Le Sénat a voté le texte « en des termes non identiques à ceux retenus par l’Assemblée nationale », introduisant ainsi un nouvel équilibre dans le futur processus constitutionnel. Dans les démocraties modernes, la composition d’une Assemblée constituante détermine souvent l’âme même de la Constitution qu’elle produit.

Comme l’affirmait le constitutionnaliste Georges Vedel : « La Constitution est la loi du pouvoir. » Dès lors, la bataille ne porte plus seulement sur le référendum, mais sur ceux qui façonneront la norme suprême.

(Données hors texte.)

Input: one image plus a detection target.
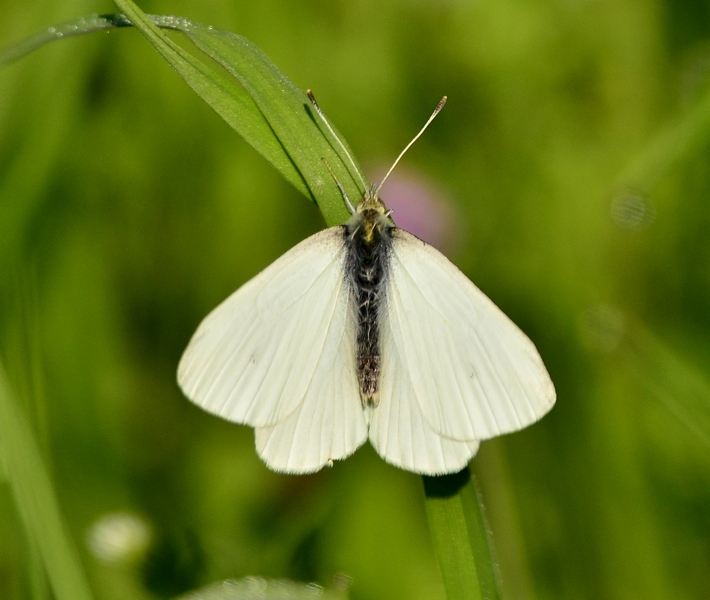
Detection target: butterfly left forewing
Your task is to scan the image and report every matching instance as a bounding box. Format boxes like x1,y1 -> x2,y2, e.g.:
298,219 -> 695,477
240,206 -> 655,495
384,229 -> 556,442
178,228 -> 361,430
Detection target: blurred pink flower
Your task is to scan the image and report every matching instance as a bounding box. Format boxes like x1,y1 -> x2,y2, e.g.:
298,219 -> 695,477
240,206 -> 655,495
369,167 -> 454,251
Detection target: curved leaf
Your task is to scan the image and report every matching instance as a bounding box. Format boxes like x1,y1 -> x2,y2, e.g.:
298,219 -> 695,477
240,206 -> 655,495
1,6 -> 364,225
109,1 -> 362,226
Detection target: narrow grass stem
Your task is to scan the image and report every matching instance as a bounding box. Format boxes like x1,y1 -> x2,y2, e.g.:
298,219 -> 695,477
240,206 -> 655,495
423,468 -> 501,600
0,363 -> 94,600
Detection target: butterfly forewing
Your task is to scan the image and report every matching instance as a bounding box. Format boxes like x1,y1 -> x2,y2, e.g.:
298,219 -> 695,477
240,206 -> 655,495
383,229 -> 556,442
178,228 -> 362,431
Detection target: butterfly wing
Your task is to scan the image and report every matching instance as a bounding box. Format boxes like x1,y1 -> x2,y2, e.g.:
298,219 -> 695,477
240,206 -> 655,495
178,227 -> 366,466
381,229 -> 556,444
369,315 -> 480,474
253,298 -> 366,473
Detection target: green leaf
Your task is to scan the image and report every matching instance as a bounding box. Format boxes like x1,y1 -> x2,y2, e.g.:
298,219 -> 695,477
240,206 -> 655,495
173,18 -> 365,226
0,14 -> 116,64
0,363 -> 94,600
1,6 -> 365,226
423,468 -> 501,600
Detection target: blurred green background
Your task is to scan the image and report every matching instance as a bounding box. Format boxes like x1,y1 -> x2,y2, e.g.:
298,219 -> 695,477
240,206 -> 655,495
2,0 -> 710,599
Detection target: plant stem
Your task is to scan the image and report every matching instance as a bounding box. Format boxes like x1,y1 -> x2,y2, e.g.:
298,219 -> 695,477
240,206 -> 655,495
423,467 -> 501,600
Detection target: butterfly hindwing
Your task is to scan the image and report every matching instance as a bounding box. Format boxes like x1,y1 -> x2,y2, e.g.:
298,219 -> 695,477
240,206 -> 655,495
370,310 -> 480,474
253,274 -> 367,473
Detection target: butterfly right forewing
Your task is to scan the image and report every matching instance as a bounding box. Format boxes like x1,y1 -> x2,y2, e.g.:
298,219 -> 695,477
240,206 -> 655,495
382,229 -> 556,443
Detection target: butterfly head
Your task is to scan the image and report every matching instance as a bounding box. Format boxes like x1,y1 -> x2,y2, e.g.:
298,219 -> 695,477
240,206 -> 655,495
357,185 -> 388,214
348,188 -> 394,242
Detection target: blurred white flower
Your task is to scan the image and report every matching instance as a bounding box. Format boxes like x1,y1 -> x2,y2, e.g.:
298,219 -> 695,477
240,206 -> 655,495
175,576 -> 349,599
86,512 -> 152,565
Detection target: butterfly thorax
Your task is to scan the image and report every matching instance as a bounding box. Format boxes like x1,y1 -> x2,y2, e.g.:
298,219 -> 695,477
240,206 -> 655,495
344,196 -> 394,408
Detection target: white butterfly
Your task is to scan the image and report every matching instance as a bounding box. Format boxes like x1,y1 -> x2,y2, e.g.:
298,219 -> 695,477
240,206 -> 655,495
178,97 -> 555,475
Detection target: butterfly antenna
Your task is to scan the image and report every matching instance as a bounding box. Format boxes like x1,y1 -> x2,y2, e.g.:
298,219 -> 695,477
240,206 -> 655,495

Quand la rue défie l’hémicycle

Face à cette avancée institutionnelle, la Coalition Article 64 maintient sa contestation. Son sit-in du 12 juin dernier dénonçait ce qu’elle considère comme une remise en cause de l’ordre constitutionnel existant.

Cette confrontation révèle une fracture plus profonde entre légalité institutionnelle et légitimité populaire. Le Parlement poursuit son agenda conformément à ses prérogatives. Dans le même temps, une partie de l’opinion exige davantage de garanties sur l’inclusivité du processus. Montesquieu avertissait : « Une chose n’est pas juste parce qu’elle est loi ; mais elle doit être loi parce qu’elle est juste. »

L’ombre du futur contrat national

Au-delà du vote parlementaire, c’est l’avenir du pacte républicain qui se dessine. La réforme constitutionnelle apparaît désormais comme le théâtre d’une bataille silencieuse entre institutions, acteurs politiques et société civile.

Le défi sera de transformer une procédure légale en projet national partagé. Car une Constitution durable ne s’impose pas ; elle rassemble. « La force ne fait pas le droit », écrivait Jean-Jacques Rousseau. Dans les couloirs du Parlement comme dans les rues de Kinshasa, cette vérité résonne aujourd’hui avec une intensité particulière. Le Congo se trouve à un carrefour où chaque mot de la future Constitution pourrait peser aussi lourd que l’Histoire elle-même.